The same mix of haughty arrogance and plain rudeness was on display in Rome three weeks ago, where I attended a fairly high-profile conference on Kosovo organized by the geopolitical review Limes. Other panelists included the Undersecretary of State at the Italian foreign ministry, Famiano Crucianelli; the vice-chairman of the Italian Senate foreign relations committee, Sen. Alfredo Mantica; Limes’ editor Lucio Caracciolo; Jim Jatras of the American Council for Kosovo; and Serbia’s Ambassador to the Holy See Professor Jankovic.
A political officer at the U.S. Embassy in Rome, Gabriel Escobar, had accepted the organizers’ invitation to be one of the panelists – but then used his introductory remarks to berate them for not including any “Kosovars” in the panel. Having finished his tirade Mr. Escobar got up, turning his back on the Italian officials seated next to him, and left the podium, and the room, without a word of farewell. - Srdja Trifkovic, writing at the Chronicles website.
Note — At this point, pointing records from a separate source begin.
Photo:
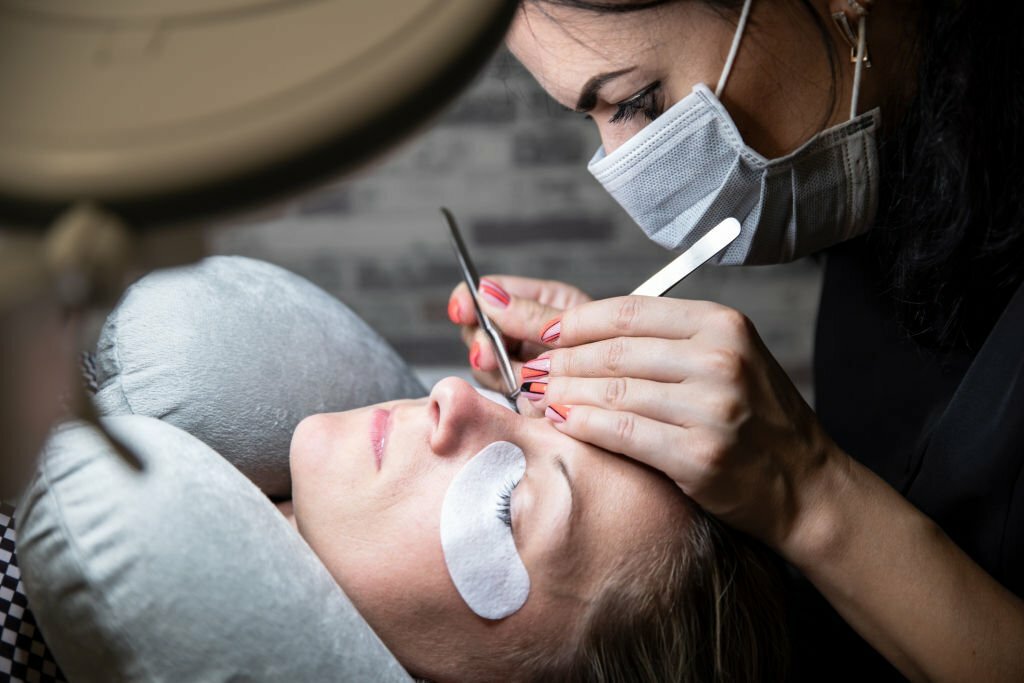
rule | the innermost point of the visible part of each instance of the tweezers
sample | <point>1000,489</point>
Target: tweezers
<point>472,279</point>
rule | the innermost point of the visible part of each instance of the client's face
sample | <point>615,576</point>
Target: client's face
<point>368,488</point>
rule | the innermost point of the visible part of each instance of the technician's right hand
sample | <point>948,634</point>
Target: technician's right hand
<point>519,306</point>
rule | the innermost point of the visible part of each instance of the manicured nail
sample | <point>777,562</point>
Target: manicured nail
<point>557,413</point>
<point>454,310</point>
<point>536,369</point>
<point>535,389</point>
<point>474,355</point>
<point>552,330</point>
<point>494,293</point>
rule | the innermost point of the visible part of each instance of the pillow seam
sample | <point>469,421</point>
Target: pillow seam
<point>121,367</point>
<point>87,580</point>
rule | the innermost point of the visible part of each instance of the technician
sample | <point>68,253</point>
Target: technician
<point>887,135</point>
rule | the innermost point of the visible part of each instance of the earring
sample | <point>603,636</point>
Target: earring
<point>851,35</point>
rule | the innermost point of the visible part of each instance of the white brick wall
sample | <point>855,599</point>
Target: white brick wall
<point>512,166</point>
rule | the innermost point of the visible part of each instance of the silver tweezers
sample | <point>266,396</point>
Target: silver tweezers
<point>494,334</point>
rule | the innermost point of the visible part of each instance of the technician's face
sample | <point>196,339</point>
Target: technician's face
<point>368,487</point>
<point>778,92</point>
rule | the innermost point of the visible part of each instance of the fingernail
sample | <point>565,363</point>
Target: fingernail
<point>552,330</point>
<point>494,293</point>
<point>535,389</point>
<point>536,369</point>
<point>454,311</point>
<point>557,413</point>
<point>474,355</point>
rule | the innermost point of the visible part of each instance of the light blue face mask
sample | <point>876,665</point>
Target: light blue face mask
<point>689,169</point>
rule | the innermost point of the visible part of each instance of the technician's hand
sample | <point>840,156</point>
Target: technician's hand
<point>519,306</point>
<point>688,388</point>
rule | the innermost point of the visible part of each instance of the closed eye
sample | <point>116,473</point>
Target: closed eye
<point>505,503</point>
<point>648,102</point>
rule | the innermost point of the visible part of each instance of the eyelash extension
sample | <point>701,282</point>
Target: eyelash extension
<point>647,101</point>
<point>505,503</point>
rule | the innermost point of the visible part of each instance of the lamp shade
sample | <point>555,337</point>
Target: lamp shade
<point>164,111</point>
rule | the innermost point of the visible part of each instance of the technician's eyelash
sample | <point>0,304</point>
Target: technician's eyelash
<point>505,503</point>
<point>647,101</point>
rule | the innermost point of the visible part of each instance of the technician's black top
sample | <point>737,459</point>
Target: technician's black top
<point>946,431</point>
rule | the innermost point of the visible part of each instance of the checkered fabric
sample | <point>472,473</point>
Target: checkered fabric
<point>24,655</point>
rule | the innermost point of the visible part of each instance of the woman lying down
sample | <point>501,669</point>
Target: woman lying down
<point>483,545</point>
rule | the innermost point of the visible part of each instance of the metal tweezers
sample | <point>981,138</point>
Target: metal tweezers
<point>494,334</point>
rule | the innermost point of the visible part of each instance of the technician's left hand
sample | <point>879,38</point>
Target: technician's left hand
<point>688,388</point>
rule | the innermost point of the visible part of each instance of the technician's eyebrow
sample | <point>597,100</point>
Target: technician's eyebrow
<point>588,96</point>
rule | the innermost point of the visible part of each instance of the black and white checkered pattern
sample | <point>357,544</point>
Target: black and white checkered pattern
<point>24,655</point>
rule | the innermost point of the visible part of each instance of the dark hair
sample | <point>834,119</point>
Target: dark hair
<point>700,606</point>
<point>951,237</point>
<point>948,237</point>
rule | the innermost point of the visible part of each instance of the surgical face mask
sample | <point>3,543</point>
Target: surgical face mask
<point>689,169</point>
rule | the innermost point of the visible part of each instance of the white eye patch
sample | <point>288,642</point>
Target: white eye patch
<point>478,547</point>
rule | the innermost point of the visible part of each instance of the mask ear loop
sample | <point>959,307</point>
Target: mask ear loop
<point>858,68</point>
<point>740,27</point>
I have already written of the folly, arrogance, and mendacity of American policy in the Balkans, and so will not reiterate what already has been said. Suffice it to say that such puerile conduct on the part of American 'diplomats' is a fitting reflection of the imperial hauteur affected by American high officialdom, especially since the denouement of the Cold War: every American ukase is not merely to be obeyed without reservation - the expression of which is dishonestly equated with anti-Americanism - but is possessed of such solemn majesty and wisdom that to question it is to invite supercilious disdain, even laughter. Like St. Augustine writing of infancy, Spoiled-Child America waxes indignant when wiser souls deign to offer correction, regarding such free men as so many insubordinate slaves, and so revenges itself upon them by petulent displays and infantile mockeries. This is what one should expect from imperial diplomacy: a lurching from truculent bluster to low, dishonest, dirty intrigues to manifestations of arrested development; for empire is the political form in which enslavement to appetites is writ large upon the nation. And one never desires to come between a man or nation enslaved to mad passions and the object of those passions.